You ignorant American sheep should be so proud. You deverse ALL the financial pain and ruin...Then, and ONLY then will you get your head out of your ass.

snicker.

Anonymous said...

.


Hey, where da white wimmin at?



.

Anonymous said...

"Now the windows are all broken, and their are by my estimate 2-4 different bums using it for shelter. The backyard has what appears to be a stripped car that was dumped there. its a great thing to have in the neighborhood."

Nice. So why not burn it down?
Vigilante is not so ugly a word - we the people might just have to take personal responsibility for cleaning up this mess.

-Snow

Anonymous said...

Welcome to America, where you're better off as a criminal than an honest citizen.

It's over. Unfortunately, the same thing already applies to the next world power, namely China.
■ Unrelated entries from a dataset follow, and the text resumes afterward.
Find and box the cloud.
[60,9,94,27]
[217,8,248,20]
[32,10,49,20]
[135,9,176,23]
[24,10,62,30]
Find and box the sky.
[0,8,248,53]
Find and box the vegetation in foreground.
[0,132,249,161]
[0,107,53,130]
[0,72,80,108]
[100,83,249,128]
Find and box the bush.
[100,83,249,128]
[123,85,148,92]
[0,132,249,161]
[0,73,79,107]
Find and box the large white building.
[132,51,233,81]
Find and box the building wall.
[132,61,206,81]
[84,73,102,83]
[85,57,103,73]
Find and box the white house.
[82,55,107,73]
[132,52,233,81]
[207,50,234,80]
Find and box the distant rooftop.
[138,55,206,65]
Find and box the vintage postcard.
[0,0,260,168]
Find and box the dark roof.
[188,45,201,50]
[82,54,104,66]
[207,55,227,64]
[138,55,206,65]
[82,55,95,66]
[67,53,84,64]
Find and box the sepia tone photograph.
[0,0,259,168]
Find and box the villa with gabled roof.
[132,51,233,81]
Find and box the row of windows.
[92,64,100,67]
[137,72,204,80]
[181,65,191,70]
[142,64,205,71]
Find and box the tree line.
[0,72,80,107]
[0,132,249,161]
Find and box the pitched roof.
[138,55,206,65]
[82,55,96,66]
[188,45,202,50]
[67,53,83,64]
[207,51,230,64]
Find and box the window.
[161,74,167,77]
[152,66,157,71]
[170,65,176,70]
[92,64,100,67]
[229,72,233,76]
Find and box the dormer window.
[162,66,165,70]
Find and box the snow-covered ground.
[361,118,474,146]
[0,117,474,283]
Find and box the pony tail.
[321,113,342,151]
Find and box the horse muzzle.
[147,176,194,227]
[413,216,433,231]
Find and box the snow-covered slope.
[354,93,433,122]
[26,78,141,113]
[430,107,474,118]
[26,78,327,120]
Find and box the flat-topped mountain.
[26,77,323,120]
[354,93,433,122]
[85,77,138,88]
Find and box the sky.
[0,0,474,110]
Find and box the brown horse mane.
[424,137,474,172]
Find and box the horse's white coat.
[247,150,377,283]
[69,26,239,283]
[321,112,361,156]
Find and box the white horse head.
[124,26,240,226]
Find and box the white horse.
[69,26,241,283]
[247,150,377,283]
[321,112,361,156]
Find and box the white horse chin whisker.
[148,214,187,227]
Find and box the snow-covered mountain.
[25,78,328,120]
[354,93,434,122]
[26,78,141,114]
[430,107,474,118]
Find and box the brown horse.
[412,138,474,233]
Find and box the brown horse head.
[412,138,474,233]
God knows what they'll look like after it's their turn to cross the Rubicon.

Anonymous said...

I was approached by some people to do this type of activity (since i'm an appraiser besides a RE broker)to inflate appraisals to get them the $$$$ I never did it!! I felt like I was selling my soul and also I felt like if I did it once then from that point on this is why I will be called for this point on!

Did you do your civic duty by reporting these crooks to the Feds?

Anonymous said...

God knows what they'll look like after it's their turn to cross the Rubicon.

Great book by Michael Ruppert.

Anonymous said...

My main concern is if the price of pot will go down with so many pot houses all over the place. Man, the baggy of the "punto rojo" is still a rip-off. Talk about hyperinflation!